Judges and employees of Washington courts are committed to making jury service accessible to everyone. Though some courthouses are in older buildings and certain features may not meet the Americans with Disabilities Act (ADA) accessibility guidelines, the court will make every effort to ensure equal access to all jurors. Remember: If you have a hearing, vision, mobility or other disability, please contact a member of the court staff to request reasonable accommodations.
- What if I am caring for a dependent child or adult?
- We would appreciate it if you would reschedule your jury service to another date when you can make necessary care arrangements rather than asking to be excused. On your jury summons form, you will find a number to call or an address to which you can write to make arrangements to reschedule.
- What about my job?
- Washington law says employers, "shall provide an employee with sufficient leave of absence from employment when that employee is summoned" for jury duty. It also says employers, "shall not deprive an employee of employment or threaten, coerce, or harass an employee or deny an employee promotional opportunities" for serving as a juror. It does not say your employer has to pay you while you serve.

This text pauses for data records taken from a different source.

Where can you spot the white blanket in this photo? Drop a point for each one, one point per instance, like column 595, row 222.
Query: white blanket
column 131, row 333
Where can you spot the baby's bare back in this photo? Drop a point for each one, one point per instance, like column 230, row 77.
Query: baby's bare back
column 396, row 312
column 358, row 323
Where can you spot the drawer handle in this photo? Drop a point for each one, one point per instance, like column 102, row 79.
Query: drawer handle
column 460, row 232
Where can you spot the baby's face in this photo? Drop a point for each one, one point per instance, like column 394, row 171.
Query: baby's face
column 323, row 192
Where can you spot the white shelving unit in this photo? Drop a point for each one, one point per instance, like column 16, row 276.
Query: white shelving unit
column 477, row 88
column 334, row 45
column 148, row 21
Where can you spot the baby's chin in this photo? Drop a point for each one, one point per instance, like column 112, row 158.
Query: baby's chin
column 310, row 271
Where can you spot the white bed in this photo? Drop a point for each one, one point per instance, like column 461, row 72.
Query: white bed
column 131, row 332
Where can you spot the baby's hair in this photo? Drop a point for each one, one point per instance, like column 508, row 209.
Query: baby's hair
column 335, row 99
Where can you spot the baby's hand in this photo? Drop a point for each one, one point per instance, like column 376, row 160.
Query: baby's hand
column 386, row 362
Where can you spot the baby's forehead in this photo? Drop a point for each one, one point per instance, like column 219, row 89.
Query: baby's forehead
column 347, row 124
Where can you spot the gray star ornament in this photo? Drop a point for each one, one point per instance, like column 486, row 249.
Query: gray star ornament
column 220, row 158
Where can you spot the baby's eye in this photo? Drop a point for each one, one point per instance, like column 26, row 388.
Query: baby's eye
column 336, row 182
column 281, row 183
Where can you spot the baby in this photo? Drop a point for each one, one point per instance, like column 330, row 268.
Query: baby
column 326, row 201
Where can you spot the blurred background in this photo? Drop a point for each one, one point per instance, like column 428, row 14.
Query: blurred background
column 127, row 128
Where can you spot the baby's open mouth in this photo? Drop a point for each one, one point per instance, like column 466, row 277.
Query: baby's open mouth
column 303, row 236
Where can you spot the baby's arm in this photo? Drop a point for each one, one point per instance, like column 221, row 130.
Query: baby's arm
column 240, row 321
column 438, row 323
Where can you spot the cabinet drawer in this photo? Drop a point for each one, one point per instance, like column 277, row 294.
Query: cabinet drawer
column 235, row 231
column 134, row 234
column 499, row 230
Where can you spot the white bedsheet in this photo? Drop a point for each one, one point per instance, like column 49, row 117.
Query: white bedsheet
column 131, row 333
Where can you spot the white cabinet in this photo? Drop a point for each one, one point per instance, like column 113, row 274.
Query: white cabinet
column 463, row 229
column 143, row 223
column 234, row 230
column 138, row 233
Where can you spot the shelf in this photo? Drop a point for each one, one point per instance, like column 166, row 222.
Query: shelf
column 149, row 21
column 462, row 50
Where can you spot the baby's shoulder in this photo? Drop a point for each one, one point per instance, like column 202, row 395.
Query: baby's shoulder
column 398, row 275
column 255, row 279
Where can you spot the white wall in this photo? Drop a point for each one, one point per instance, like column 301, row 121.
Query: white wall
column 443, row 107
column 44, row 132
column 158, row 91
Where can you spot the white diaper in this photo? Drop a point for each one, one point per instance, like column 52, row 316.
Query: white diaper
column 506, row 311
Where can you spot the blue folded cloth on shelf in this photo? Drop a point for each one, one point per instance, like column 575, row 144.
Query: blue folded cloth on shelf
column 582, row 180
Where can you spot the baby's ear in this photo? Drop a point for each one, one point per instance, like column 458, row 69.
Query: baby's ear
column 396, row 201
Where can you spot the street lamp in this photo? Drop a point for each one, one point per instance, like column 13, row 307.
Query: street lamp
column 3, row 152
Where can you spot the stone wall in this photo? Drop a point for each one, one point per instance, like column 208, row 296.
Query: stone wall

- How much do jurors get paid?
- RCW 2.36.150 specifies that jurors may receive up to twenty-five dollars but in no case less than ten dollars for each day's attendance. Most Washington State counties pay $10 per day. Jurors are also eligible for mileage reimbursement.
- How long does jury duty last?
- How many days and hours you work as a juror depends on the jury selection system in your county. The judge may vary daily working hours to accommodate witnesses who have special travel or schedule problems.
You may be struck by how much waiting you have to do. For example, you may have to wait before you are placed on a jury. During trial, you may have to wait in the jury room while the judge and the lawyers settle questions of law.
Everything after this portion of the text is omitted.